Age (adjusted csHR 1.03, p<0.001), male sex (adjusted csHR 1.08, p<0.001), race, morbid obesity (adjusted csHR 1.15, p<0.001), BMI (p<0.001), presence of diabetes (adjusted csHR 1.09, p<0.001), higher serum albumin (adjusted csHR 0.82, p<0.001), MELD score (adjusted csHR 1.06, p<0.001), portal vein thrombosis (adjusted csHR 0.91, p<0.001), advanced encephalopathy (adjusted csHR 1.52, p<0.001), poor performance status (adjusted csHR 1.56, p<0.001) and causes of liver disease were all significantly associated with waitlist removal due to death/deterioration (Table 2). Listing region was used for adjustment in all univariate and multivariable analysis.

Waitlist removal due to liver transplantation

During the study period 63,581 (58%) of whites and 11,758 (51%) of Hispanics listed patients had undergone liver transplantation. Of these transplanted patients, 3,803 (6.0%) whites and 694 (5.9%) Hispanics had re-transplantation. The cumulative incidence of transplantation was significantly different between ethnic groups (Gray’s test p<0.001, Fig 1A). The cumulative incidence of transplantation in the first 6 months was highest in blacks (40%), followed by whites (36%) and Hispanics (30%). Cumulative incidence in three years was highest in African Americans (60%), followed by whites (56%) and Hispanics (49%). After adjusting for other covariates, compared to Whites, Hispanics (adjusted csHR 0.896, p<0.000) and Blacks (adjusted csHR 0.964, P = 0.003), were less likely to receive liver transplant but Asians (adjusted csHR 1.05, p = 0.004) had a higher likelihood of receiving a liver transplant (Table 2). When compared Hispanic with others (all Non-Hispanics combined), Hispanics were less likely to receive liver transplant (Gray’s test P<0.001) (Fig 1B).

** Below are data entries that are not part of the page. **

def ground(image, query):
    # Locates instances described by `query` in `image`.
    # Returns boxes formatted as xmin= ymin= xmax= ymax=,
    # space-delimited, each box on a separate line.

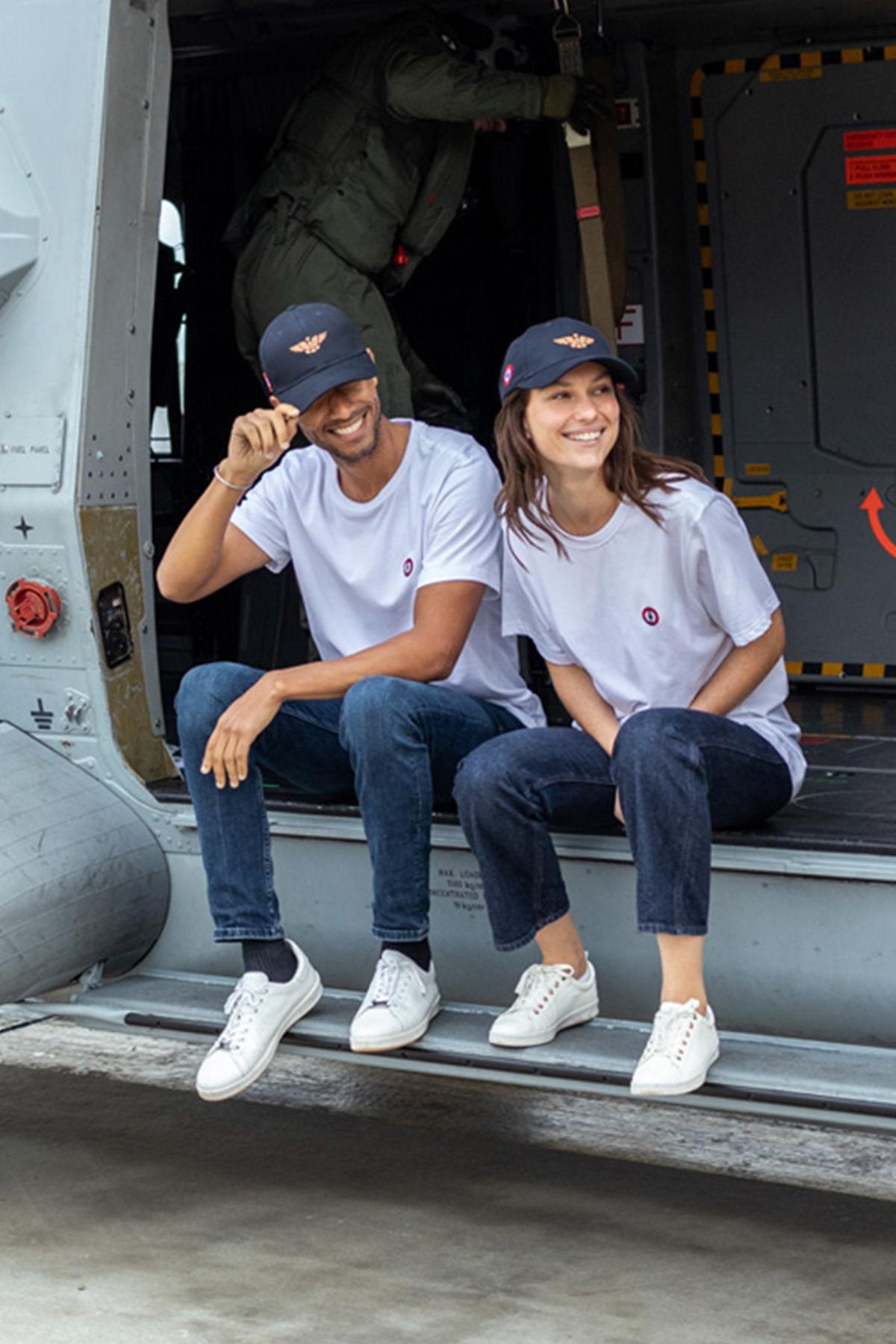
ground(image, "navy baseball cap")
xmin=498 ymin=317 xmax=638 ymax=400
xmin=258 ymin=304 xmax=376 ymax=411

Age (adjusted csHR 0.99, p<0.001), male sex (adjusted csHR 1.07, p<0.001), race, obesity (adjusted csHR 0.96, p<0.001), presence of diabetes (adjusted csHR 0.92, p<0.001), high serum albumin (adjusted csHR 0.93, p<0.001),, stage 3/4 encephalopathy (adjusted csHR 1.16, p<0.001), MELD score (adjusted csHR 1.09, p<0.001), portal vein thrombosis (adjusted csHR 0.88, p<0.001), poor performance status (adjusted csHR 1.47, p<0.001) and causes of liver disease were significantly associated with removal from the list due to liver transplantation (Table 2).

Post-transplant patient and graft survival

The clinical characteristics of donors and patients at the time of liver transplantation is shown in Table 3. These variables were used in the multivariable analysis for graft and patient survival.

Table 3. Patient (at the time of transplant) and donor characteristics.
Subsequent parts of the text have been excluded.